RESS I: Data Anaylsis #1 Flashcards
What are the 5 As of practicing EBM?
Ask, Acquire, Apply, Apprais and Assess
What is a variable?
A particular characteristic being studied.
What is a dataset?
A collection of variables and observations.
What is categorical data?
Can only be assigned to a number of distinct categories e.g. sex, blood type.
What is numerical data?
Data that can take a numerical values e.g. age, weight
How can categorical data be subdivided?
Nominal: No natural ordering e.g. sex or blood type
Ordinal: Data can be ordered e.g. severity or disease stage.
How can numerical data be subdivided?
Continuous: Data can take any value e.g. weight.
Discrete: Whole values only e.g. number fo hospital visits.
What type of data is:
- Weight
- Sex
- Number of children
- Symptoms
- Disease Stage
- Weight
- BMI
- Pain (measured as ‘absent’, ‘mild’ or ‘severe’)
- Numerical continuous
- Categorical nominal
- Numerical discrete
- Categorical ordinal
- Categorical ordinal
- Numerical continuous
- Numerical continuous
- Categorical ordinal
What is quantitative data?
Numerical data. It is measurable data.
What is qualitative data?
Not numerical data
How do you graphically present categorical data?
Pie chart, Bar chart, Frequency distribution table
How do you graphically represent numerical data?
Histogram, Box and Whisker Plot
What are scatterplots used for?
To display relationships between numerical data (using tow continuous variables).
What does positively screw data look like on a histogram?
The bell-shaped distribution is shifted heavily to the right. Thinner ends are called tails
If one tail stretches out farther than the other, the histogram is skewed.
What does negatively screw data look like on a histogram?
The bell-shaped distribution is shifted heavily to the left. Thinner ends are called tails
If one tail stretches out farther than the other, the histogram is skewed.
What is the normal distribution?
A bell-shaped distribution that is symmetrical.
What is the explanatory variable?
The independent variable
What is the outcome variable?
The dependent variable
What type of descriptive statistics doe you use on categorical data?
Frequency, Proportion and Percentages
What type of descriptive statistics doe you use on numerical data?
Mode, Median, Range (and IQR), Standard Deviation
What is mean?
The average value. This is calculated by adding up the sum of the values and dividing this value by the total number of values.
What is the median?
Where the mid-point of the measurement values lies.
Defined as the value above and below which, half (50%) of the measurements lie.
To calculate the median:
- Sort observations in numerical order
- Find the mid point
- If two values lie at the mid point, average them
What is the mode?
The most common value.
What is the range?
The difference between the highest and lowest data value. This indicates the extreme within which all measurements lie.
What is standard deviation?
Summarises the average speed of values around the mean.
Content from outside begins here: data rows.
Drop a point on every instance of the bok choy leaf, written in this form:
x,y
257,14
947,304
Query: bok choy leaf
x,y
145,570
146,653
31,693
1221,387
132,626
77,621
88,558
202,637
The larger the standard deviation, the further away the values are, on average, from the mean i.e. the more spread out are the values
How do you calculate the standard deviation?
- Calculate the mean
- Subtract the mean from every value
- Square these new values, and add up
- Divide this total by (n-1) = variance
- Take the square root = standard deviation
How do you calculate interquartile range?
1, Order the data
- Divide into two halves using the median (exclude median)
- Lower quartile = median of lower half
- Upper quartile = median of upper half
This shows the spread of values around the median.
What measures do you use for normal distributed data?
Mean and standard deviation
can also use mode and range
What measures do you use for skewed data?
Median and interquartile range
can also use mode and range
What are Box and Whisker Plots?
Box-plots are graphical representations of the average, spread and extreme values. They display the median, inter-quartile range and range. They can be used for data which are skewed (or not).
If data are normally distributed, median is approximately equal to the mean.